MP7: Build Your Own Proxy Server

CS 241


Purpose

For this MP, you will implement a simple HTTP proxy server with cache. When a client connects to the proxy server and requests some web page, available at a different server, the proxy provides that page to the client. If a copy of that page is locally stored at the proxy, the proxy serves that request locally. Otherwise, the proxy connects to the relevant server, fetches the page on behalf of the client and sends the page back to the client. You can find more information about proxy servers here.

Your MP7 directory contains the following files:
proxy.c and proxy.h: You will implement your proxy server here.
aux_socket.c and aux_socket.h: You will implement helper functions for setting up TCP sockets and tearing down the connections.
aux_http.c and aux_http.h: provides you with all the functions necessary to understand HTTP packets for this MP. Do NOT modify this file.
priqueue.c and priqueue.h: provides you with all the functions necessary to build the proxy cache. Do NOT modify this file.

Tasks

Task 1:

Setup your proxy server so that it listens at a specific port for incoming connections from the web browser. This port is specified in the second argument of the command line.

Empty helper functions are provided in aux_socket.c to setup the proxy server socket and accept connections from the client on a particular port. You will need to implement these functions in aux_socket.c and then use these functions to setup your proxy in proxy.c:

int newServerSocket(const char *port)
Creates a new socket file descriptor, binds to the local port (port), and sets up a listening queue.
Returns the server socket on success, otherwise returns -1

int acceptSocket(int serverFd)
Accepts new connections on the server socket serverFd and returns the new client socket file descriptor.
Returns -1 on error

Task 2:

Upon accepting a TCP connection from the browser, the proxy will launch a thread for the handling of that connection. The use of threads will allow your proxy server to process multiple requests at the same time. (This may happen more than you think; if a page has eight images on it, default Firefox settings open two sockets to download the images in parallel.)

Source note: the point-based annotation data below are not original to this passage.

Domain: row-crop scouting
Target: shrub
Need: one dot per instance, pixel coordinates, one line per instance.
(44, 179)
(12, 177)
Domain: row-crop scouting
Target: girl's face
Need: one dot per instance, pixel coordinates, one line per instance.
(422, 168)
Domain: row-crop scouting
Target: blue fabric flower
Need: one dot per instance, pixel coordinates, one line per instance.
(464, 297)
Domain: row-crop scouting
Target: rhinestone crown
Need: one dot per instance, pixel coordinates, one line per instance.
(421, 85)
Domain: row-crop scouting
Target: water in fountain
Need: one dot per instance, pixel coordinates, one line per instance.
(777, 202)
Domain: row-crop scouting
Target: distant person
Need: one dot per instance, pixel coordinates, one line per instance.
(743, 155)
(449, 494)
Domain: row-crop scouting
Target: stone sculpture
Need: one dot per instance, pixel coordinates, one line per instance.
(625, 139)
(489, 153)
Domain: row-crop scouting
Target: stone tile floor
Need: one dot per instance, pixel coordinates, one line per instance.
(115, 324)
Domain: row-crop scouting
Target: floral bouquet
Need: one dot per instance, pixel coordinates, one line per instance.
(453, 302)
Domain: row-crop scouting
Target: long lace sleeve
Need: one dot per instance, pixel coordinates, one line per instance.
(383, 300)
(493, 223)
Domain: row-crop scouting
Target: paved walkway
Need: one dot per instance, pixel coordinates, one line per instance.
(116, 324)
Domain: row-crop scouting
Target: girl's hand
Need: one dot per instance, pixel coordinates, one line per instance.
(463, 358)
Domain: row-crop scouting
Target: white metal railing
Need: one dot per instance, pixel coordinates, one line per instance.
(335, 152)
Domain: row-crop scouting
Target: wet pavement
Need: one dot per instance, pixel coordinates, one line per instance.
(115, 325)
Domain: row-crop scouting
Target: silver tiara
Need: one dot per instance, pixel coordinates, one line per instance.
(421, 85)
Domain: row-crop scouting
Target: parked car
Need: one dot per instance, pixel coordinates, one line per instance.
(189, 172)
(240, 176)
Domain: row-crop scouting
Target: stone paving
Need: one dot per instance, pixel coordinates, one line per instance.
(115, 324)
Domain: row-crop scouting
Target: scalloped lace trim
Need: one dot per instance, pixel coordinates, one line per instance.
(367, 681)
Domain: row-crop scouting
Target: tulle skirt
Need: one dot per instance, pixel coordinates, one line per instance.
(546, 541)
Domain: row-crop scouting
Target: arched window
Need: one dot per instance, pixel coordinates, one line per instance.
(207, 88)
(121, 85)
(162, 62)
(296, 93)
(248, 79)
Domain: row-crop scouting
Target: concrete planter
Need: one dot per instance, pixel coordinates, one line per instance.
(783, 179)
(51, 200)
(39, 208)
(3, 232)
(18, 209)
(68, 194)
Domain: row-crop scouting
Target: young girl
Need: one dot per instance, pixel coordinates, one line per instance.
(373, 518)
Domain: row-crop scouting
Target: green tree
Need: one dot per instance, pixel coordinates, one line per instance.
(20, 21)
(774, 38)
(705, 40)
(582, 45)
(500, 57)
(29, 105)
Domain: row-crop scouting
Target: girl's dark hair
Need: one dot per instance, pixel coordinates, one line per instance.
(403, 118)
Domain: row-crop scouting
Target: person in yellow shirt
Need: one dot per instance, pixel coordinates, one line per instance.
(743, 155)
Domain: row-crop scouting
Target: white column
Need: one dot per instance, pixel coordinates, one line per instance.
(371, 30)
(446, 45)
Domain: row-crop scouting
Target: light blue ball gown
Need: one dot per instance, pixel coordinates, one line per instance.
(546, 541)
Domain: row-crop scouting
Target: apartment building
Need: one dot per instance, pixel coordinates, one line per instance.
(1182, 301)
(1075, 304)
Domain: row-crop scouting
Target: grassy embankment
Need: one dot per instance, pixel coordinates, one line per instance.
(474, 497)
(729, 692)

Inside the thread, the proxy will read data from and send data to the accepted socket. In the latter sections, we refer to this thread as the 'connection handler'.

Task 3:

In the connection handler for each TCP connection, you need to recv() data from the socket. The packet received will be the HTTP request sent by the web browser for a particular file. In order to recv() the entire packet contents, multiple calls to recv() may have to be made as it is not guaranteed that the packet will be read in one call. In order to know when the end of the packet has been reached, HTTP ends all requests with the '\r\n\r\n' sequence. You may also find select()to be useful to identify if there is any more data available to be read from the socket.

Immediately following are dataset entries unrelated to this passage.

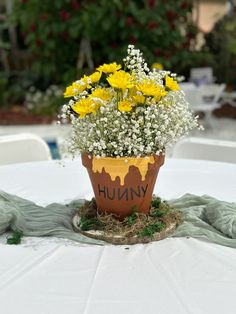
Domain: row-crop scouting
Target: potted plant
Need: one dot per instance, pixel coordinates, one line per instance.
(122, 121)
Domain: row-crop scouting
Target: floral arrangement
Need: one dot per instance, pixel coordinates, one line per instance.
(131, 112)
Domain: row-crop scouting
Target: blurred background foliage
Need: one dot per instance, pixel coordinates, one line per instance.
(58, 41)
(53, 30)
(221, 43)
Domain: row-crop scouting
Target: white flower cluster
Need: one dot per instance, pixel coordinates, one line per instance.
(147, 129)
(135, 62)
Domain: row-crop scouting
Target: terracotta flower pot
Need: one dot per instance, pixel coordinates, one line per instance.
(121, 185)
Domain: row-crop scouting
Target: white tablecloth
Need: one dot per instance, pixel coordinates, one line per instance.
(176, 275)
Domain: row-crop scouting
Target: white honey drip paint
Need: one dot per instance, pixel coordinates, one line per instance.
(120, 167)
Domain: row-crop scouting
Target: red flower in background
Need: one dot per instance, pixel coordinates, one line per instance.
(43, 16)
(64, 15)
(33, 27)
(75, 5)
(184, 5)
(129, 21)
(171, 15)
(151, 3)
(114, 45)
(39, 42)
(152, 25)
(133, 39)
(157, 52)
(65, 36)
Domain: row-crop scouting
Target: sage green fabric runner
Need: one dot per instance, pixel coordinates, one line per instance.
(203, 216)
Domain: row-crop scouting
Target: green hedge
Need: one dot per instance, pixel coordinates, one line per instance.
(53, 30)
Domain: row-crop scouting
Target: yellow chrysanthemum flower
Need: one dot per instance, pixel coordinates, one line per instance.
(101, 93)
(121, 80)
(109, 68)
(149, 88)
(139, 99)
(125, 105)
(160, 92)
(85, 106)
(95, 77)
(70, 92)
(171, 84)
(157, 66)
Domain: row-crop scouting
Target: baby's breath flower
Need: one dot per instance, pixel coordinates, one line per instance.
(136, 112)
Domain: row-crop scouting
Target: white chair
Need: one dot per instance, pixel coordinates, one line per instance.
(206, 149)
(23, 147)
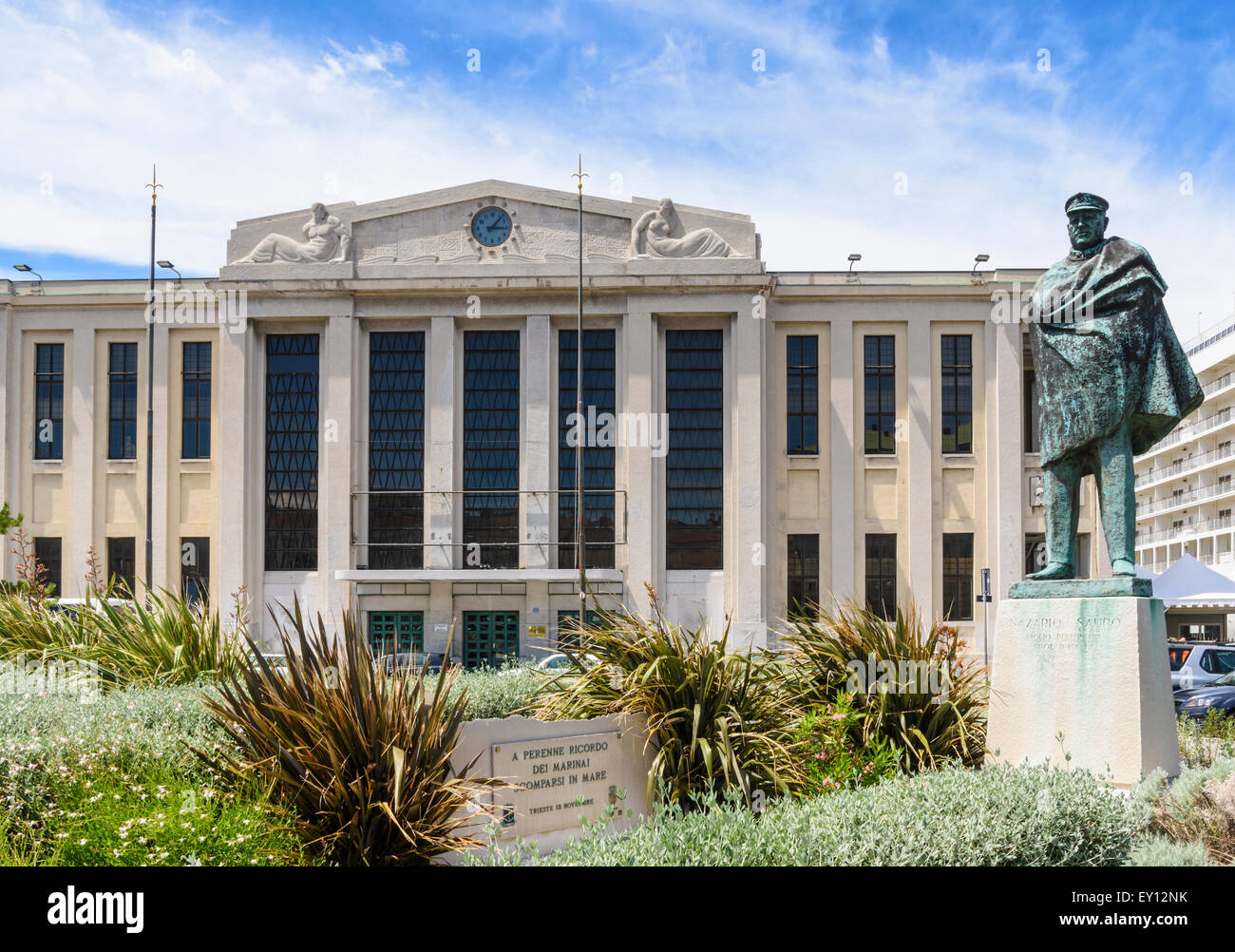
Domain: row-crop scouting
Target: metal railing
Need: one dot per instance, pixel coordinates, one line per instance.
(1186, 499)
(1222, 383)
(483, 528)
(1196, 428)
(1187, 528)
(1185, 466)
(1210, 337)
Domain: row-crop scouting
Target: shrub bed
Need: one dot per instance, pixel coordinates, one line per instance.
(952, 816)
(112, 783)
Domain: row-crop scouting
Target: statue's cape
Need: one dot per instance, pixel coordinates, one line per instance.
(1104, 353)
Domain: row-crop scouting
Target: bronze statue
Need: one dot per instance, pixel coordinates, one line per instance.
(1112, 382)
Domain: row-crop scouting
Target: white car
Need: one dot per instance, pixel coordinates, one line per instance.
(562, 662)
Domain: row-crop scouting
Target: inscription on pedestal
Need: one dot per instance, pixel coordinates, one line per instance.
(562, 779)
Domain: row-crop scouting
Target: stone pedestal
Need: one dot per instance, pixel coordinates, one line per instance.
(1093, 668)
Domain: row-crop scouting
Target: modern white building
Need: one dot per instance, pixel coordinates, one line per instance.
(370, 405)
(1186, 485)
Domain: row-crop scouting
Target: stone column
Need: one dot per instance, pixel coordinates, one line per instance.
(338, 371)
(922, 472)
(164, 569)
(752, 548)
(535, 456)
(1005, 466)
(440, 444)
(645, 541)
(241, 473)
(845, 457)
(79, 428)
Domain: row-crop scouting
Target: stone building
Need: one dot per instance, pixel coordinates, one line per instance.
(370, 405)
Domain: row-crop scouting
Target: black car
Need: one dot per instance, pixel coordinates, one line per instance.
(1197, 701)
(414, 659)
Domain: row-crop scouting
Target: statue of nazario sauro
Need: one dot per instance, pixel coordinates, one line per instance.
(1112, 382)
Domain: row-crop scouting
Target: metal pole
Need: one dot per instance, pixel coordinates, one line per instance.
(579, 410)
(149, 402)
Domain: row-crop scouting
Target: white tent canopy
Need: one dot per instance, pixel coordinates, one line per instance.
(1189, 584)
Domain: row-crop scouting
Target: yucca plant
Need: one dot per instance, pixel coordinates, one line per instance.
(906, 676)
(716, 717)
(163, 638)
(159, 638)
(367, 761)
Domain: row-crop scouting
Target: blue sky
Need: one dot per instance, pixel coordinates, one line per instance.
(917, 135)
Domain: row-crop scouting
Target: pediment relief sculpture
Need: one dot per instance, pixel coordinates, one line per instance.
(658, 234)
(326, 241)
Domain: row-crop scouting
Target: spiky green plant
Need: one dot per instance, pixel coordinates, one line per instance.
(716, 717)
(366, 761)
(159, 638)
(914, 688)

The proxy can serve this HTTP request in two possible ways: serve the page from its own cache, given a recent copy of the HTTP response for the same page exists in its cache, or else serve the page by fetching the page on behalf of the web browser from the corresponding host of the page and then sending it back to the browser. We have provided you helper functions in priqueue.h to build up your proxy cache. The details of the functions in priqueue.h are described in a later section.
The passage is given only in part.